When I see the word "bastun," I think "basement." Hopefully, I'll get it straight soon.
Ljummen, maybe. The dictionary says it means lukewarm, which is a word I don't know.
If you're taking a bath (in a tub), "vattnet är ljummet" probably means that it's too cold, but if you're swimming in a lake for example, "vattnet är ljummet" means that it's warmer than average. At least in Sweden :).
Lukewarm is almost a negative way to describe something. It means it's not very warm, but it's not actually cold, which definitely fits the bath/lake description.
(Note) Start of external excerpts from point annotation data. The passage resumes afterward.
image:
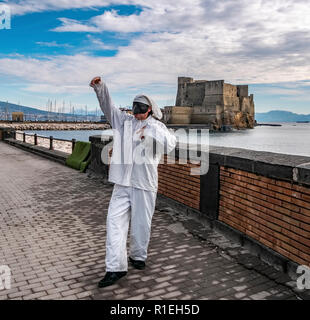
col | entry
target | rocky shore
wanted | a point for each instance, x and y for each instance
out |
(55, 126)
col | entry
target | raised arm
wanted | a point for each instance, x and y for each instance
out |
(114, 115)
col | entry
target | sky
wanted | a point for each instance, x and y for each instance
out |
(54, 48)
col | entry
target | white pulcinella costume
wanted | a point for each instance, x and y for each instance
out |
(133, 170)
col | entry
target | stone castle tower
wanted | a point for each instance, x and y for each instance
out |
(215, 103)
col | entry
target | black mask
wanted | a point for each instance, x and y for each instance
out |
(139, 107)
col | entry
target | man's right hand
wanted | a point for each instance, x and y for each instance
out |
(94, 81)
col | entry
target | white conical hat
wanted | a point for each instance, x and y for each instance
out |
(150, 102)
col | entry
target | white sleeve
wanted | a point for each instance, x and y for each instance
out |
(115, 116)
(162, 135)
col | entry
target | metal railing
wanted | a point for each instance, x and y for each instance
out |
(51, 139)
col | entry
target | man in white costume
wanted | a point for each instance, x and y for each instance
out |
(133, 170)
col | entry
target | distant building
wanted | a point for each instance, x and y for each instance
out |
(17, 116)
(215, 103)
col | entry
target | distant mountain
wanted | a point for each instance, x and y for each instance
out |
(280, 116)
(17, 108)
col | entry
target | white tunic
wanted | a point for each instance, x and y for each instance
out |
(126, 167)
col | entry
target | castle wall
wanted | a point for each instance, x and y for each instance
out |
(216, 102)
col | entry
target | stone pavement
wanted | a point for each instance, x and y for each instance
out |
(52, 236)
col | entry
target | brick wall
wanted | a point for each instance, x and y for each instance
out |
(176, 182)
(273, 212)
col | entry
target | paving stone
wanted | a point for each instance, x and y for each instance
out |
(52, 235)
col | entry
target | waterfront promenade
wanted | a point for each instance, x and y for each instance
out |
(52, 235)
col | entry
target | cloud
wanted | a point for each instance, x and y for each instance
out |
(240, 41)
(53, 44)
(22, 7)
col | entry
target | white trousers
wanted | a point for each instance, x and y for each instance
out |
(137, 205)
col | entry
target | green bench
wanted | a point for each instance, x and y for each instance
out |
(80, 157)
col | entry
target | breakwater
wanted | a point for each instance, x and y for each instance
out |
(55, 126)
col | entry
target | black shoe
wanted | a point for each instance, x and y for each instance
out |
(110, 278)
(137, 264)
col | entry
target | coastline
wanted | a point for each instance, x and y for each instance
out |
(64, 146)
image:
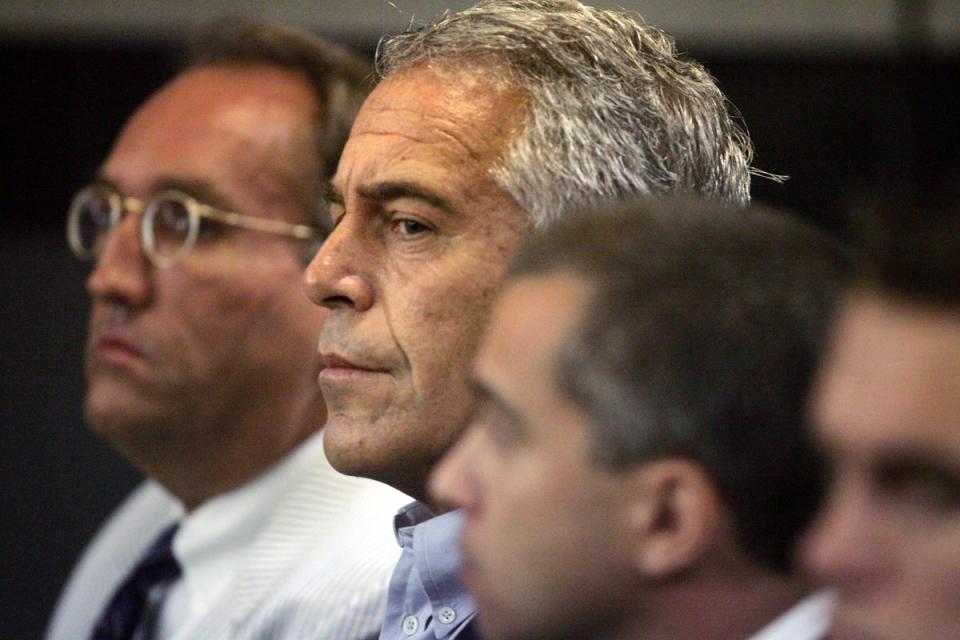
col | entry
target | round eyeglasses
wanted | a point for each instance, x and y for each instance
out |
(169, 227)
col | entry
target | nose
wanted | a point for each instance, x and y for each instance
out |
(454, 482)
(122, 270)
(843, 547)
(338, 275)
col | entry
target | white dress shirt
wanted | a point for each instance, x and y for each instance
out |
(300, 552)
(212, 539)
(809, 619)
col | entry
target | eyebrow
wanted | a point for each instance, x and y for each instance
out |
(488, 396)
(331, 195)
(910, 462)
(396, 189)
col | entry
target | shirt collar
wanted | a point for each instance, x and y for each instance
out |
(435, 543)
(213, 538)
(807, 620)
It can also be used figuratively to mean something wasn't that well received: "Despite huge sales for his first book, the response to the author's new book was lukewarm." Can 'ljummen' work like that, too?
Can anyone tell me how to say "I'm going to take a sauna" in Swedish, please?
You can argue that the meaning is similar, but "the sauna is hot" would be ignoring the word "i" in the Swedish sentence. "It's hot in the sauna" suggests that the speaker is in the sauna, or has been recently, but "the sauna is hot" is just a passing observation.
Also, the common Swedish construction with "Det är..." maps really well to the common "It is..." in English, so I think it's almost always the best way to translate it.
Doesn't really answer your question, but Wiktionary has this to say:
"Nouns ending on unstressed (short) -u are rare in Swedish and most of them are loanwords, and the plural form -r given by normative dictionaries feels unnatural to many speakers. For this reason, alternative plural forms may be found."
I think it's an odd plural cos it's an odd word to start with.